Scenarios that often trigger a happy-sad state include bittersweet events like graduations or a move to a new city for a job — situations when you’re sad about leaving, but happy about new opportunities, she noted. Endings that are also beginnings make these “emotionally-rich” events, Larsen added.
Another common scenario is the death a loved one, typically a grandparent, who has passed away after a good, long life — especially if the person was suffering and you think a better life awaits in the world beyond, he said.
Our mind has the range to feel both happy and sad at the same time to help us adapt, psychologists believe.
“Human beings have the most sophisticated minds in the history of the planet and we have these complex minds, in part, because we live in a complex world,” Larsen said.
“Much as we might like stimuli and events to come at us one at a time, that’s not how the world works. Maybe you get good news and bad news within the space of a minute.”
He cited the example of a man whose daughter survived a plane crash, but whose wife died in the same disaster in 2009.
If you are feeling happy and sad at the same time...
- “The first thing would be to just say is that it may not be unusual — it may make sense.

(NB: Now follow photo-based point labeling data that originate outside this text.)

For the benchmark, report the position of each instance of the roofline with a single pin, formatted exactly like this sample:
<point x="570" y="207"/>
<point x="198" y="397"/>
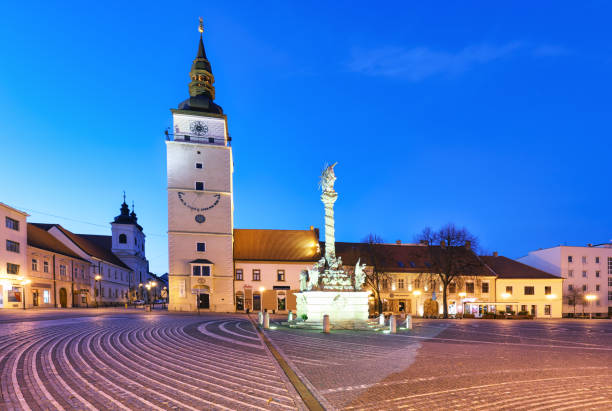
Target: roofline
<point x="14" y="209"/>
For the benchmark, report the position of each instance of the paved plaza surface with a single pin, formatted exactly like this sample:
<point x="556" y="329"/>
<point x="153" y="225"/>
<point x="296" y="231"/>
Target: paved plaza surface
<point x="129" y="359"/>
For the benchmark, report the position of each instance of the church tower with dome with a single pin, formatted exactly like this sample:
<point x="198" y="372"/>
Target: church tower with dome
<point x="200" y="198"/>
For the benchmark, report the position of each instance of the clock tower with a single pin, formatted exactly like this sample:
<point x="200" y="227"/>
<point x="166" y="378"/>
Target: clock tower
<point x="200" y="199"/>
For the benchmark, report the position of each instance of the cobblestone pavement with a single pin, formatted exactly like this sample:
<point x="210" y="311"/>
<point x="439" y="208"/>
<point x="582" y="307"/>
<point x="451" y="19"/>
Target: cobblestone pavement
<point x="458" y="364"/>
<point x="128" y="360"/>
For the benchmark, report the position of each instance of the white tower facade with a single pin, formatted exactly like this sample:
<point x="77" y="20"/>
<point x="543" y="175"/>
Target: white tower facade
<point x="200" y="200"/>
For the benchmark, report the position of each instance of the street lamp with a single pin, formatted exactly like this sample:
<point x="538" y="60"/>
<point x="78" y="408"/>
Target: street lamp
<point x="98" y="278"/>
<point x="589" y="298"/>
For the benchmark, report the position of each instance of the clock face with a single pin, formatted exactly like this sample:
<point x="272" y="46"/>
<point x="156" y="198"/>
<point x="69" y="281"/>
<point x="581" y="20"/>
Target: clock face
<point x="198" y="128"/>
<point x="198" y="202"/>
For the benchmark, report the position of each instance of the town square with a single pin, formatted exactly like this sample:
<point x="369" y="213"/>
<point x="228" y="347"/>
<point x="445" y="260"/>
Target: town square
<point x="404" y="214"/>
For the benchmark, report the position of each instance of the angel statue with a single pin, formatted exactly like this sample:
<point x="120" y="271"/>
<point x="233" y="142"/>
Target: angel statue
<point x="303" y="280"/>
<point x="328" y="178"/>
<point x="359" y="274"/>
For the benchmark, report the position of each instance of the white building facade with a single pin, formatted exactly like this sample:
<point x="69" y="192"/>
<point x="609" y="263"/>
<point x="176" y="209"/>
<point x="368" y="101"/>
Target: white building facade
<point x="587" y="272"/>
<point x="200" y="199"/>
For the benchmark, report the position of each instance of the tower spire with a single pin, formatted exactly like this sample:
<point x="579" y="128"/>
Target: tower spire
<point x="201" y="87"/>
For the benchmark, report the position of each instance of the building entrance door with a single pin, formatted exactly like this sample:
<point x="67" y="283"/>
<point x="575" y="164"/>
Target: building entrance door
<point x="204" y="301"/>
<point x="63" y="298"/>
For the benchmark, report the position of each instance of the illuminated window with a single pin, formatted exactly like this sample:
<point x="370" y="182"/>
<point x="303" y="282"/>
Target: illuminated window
<point x="12" y="246"/>
<point x="12" y="224"/>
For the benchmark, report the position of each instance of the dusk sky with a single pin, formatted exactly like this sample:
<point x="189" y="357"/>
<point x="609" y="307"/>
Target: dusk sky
<point x="496" y="117"/>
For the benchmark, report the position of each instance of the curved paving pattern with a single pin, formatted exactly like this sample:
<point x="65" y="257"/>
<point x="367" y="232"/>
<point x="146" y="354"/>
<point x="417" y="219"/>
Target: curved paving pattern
<point x="153" y="362"/>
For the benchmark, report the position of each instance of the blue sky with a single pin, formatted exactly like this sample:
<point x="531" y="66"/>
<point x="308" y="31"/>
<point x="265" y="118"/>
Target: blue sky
<point x="494" y="117"/>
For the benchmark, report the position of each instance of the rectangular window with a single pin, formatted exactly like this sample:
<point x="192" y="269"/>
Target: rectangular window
<point x="12" y="246"/>
<point x="12" y="224"/>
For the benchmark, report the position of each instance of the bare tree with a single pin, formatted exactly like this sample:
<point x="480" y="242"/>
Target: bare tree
<point x="573" y="296"/>
<point x="451" y="256"/>
<point x="377" y="260"/>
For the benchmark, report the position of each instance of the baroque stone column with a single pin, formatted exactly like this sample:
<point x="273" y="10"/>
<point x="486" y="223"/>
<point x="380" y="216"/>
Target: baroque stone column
<point x="329" y="198"/>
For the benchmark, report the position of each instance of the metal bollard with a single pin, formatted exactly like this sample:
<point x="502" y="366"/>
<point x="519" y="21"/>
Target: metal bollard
<point x="326" y="325"/>
<point x="266" y="320"/>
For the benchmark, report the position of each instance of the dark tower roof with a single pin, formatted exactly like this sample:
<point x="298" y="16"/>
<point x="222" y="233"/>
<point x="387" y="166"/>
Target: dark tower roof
<point x="201" y="87"/>
<point x="125" y="217"/>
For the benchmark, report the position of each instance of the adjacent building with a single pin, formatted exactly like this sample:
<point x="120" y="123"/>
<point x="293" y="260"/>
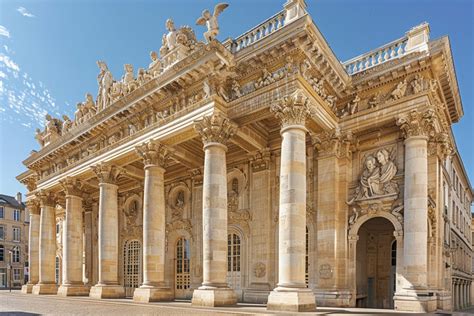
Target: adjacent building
<point x="14" y="222"/>
<point x="259" y="169"/>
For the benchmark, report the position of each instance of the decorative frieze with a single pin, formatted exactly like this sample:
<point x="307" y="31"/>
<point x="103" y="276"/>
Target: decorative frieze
<point x="154" y="153"/>
<point x="292" y="110"/>
<point x="215" y="129"/>
<point x="107" y="173"/>
<point x="417" y="123"/>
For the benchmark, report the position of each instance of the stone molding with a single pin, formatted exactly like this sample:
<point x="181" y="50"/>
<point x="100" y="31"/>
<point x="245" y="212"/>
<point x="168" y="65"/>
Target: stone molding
<point x="418" y="123"/>
<point x="153" y="153"/>
<point x="72" y="186"/>
<point x="215" y="128"/>
<point x="292" y="110"/>
<point x="46" y="198"/>
<point x="333" y="143"/>
<point x="107" y="173"/>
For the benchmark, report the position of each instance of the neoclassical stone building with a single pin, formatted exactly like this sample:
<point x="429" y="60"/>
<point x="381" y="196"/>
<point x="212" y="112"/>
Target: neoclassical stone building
<point x="259" y="169"/>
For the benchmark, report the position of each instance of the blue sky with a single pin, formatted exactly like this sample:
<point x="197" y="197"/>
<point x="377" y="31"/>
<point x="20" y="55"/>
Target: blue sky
<point x="49" y="49"/>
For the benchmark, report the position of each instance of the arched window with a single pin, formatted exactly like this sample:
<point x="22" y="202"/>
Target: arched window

It may not be a bad thing. It may be a sign,” Larsen said.
- Ask yourself why you feel this way. There might be a lesson in the experience, Larsen said. Work through your emotions; don’t just push them away.
- Sadness is often thought to be a sign that you need to step back, take stock, see where you’ve been and see where you should be going, Larsen said. When one chapter in life has ended and another is beginning, that can be a really good idea, he noted. It doesn’t take anything away from the joy and pride of the accomplishment.